Hosianna menjelaskan, terjadinya deflasi lima bulan beruntun ini kontribusinya datang dari berlanjutnya penurunan kelompok pangan atau volatile food seiring momen musim panen.
Lalu, deflasi ini karena penyesuaian kembali harga BBM subsidi oleh Pertamina per September 2024, pasca Agustus 2024 lalu terjadi kenaikan harga. Dalam hal ini kontribusi deflasinya sebesar -0.04 persen. Serta deflasi disumbang oleh biaya uang sekolah.
"Jadi memang, seasonal di September itu polanya deflasi. Nah di September ini ada tambahan faktor deflasi yaitu penurunan harga BBM dan pangan," jelasnya.
Hosianna mengatakan, untuk kinerja konsumsi sejak Juli 2024 perlahan sudah membaik. Hal ini tercermin dari adanya inflection ke arah perbaikan.

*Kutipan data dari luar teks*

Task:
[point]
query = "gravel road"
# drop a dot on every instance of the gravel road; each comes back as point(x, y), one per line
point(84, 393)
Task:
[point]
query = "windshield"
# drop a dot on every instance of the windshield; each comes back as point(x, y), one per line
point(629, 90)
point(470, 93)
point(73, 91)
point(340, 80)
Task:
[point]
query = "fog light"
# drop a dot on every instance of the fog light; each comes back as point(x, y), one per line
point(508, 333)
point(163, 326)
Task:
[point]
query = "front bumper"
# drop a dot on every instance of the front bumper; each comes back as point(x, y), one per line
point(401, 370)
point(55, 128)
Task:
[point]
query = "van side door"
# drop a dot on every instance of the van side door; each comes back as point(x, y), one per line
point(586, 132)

"Kita lihat adanya inflection ke arah perbaikan utamanya di otomotif dan durable goods, plus penerimaan PPH dan PPn juga inflection membaik per Agustus," jelasnya.
Sebelumnya, BPS mencatat pada September 2024 terjadi deflasi sebesar 0,12 persen secara bulanan atau month to month (mtm). Sedangkan secara tahunan atau year on year (yoy) terjadi inflasi sebesar 1,84 persen.

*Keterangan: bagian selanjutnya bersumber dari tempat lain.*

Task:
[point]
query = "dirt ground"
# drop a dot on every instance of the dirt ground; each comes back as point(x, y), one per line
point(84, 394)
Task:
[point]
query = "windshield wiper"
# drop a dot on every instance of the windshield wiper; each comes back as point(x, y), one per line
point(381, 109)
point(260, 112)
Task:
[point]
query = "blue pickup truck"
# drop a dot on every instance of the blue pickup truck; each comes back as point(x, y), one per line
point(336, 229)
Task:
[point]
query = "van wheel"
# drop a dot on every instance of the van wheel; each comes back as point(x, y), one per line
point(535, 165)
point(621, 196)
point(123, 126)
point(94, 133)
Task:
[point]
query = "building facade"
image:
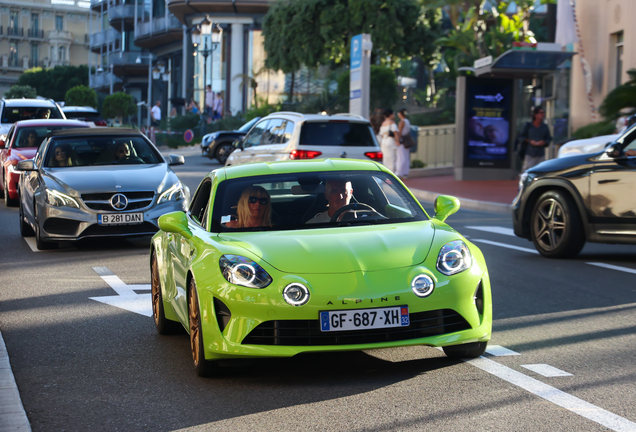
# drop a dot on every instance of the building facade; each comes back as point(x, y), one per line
point(609, 49)
point(42, 33)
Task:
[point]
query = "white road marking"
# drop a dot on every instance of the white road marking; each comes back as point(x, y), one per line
point(126, 297)
point(12, 414)
point(505, 245)
point(556, 396)
point(494, 230)
point(498, 351)
point(613, 267)
point(546, 370)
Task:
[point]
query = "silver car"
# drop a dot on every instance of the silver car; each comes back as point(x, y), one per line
point(94, 183)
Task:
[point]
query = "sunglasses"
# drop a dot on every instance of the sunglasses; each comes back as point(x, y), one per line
point(254, 200)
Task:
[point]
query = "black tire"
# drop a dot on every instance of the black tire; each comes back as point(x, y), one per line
point(9, 202)
point(556, 228)
point(470, 350)
point(222, 152)
point(203, 367)
point(25, 228)
point(164, 326)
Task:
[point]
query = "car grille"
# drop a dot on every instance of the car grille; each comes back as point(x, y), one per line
point(101, 201)
point(308, 333)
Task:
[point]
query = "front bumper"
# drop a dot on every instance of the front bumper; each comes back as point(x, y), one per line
point(229, 337)
point(70, 224)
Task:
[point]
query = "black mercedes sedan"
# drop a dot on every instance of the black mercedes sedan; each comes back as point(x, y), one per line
point(564, 202)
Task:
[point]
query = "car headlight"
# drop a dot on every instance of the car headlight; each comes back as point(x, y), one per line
point(174, 193)
point(453, 258)
point(239, 270)
point(59, 199)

Plt. Kepala Badan Pusat Statistik, Amalia Adininggar Widyasanti mengatakan secara bulanan, Indeks Harga Konsumen (IHK) mengalami penurunan dari 106,06 pada Agustus 2024 menjadi 105,93 pada September 2024.
"Pada September 2024 terjadi deflasi sebesar 0,12 persen secara bulanan/ Sementara itu secara yoy terjadi inflasi sebesar 1,84 persen dan secara tahun kalender year to date terjadi inflasi sebesar 0,74 persen," ujarnya.
Amalia menuturkan, deflasi pada September 2024 ini tercatat lebih dalam dibandingkan Agustus 2024, dan merupakan deflasi kelima pada tahun 2024.
Dia menjelaskan, kelompok pengeluaran penyumbang deflasi terbesar adalah makanan minuman (mamin) dan tembakau dengan deflasi sebesar 0,59 persen. Dalam hal ini memberikan andil deflasi sebesar 0,17 persen.
Sementara itu, terdapat komoditas yang memberikan andil inflasi di antaranya ikan segar dan kopi bubuk dengan andil inflasi masing-masing sebesar 0,02 persen.
"Biaya kuliah akademi atau perguruan tinggi, kemudian tarif angkutan udara dan juga sigaret kretek mesin yang memberikan andil inflasi masing-masing sebesar 0,01 persen," katanya.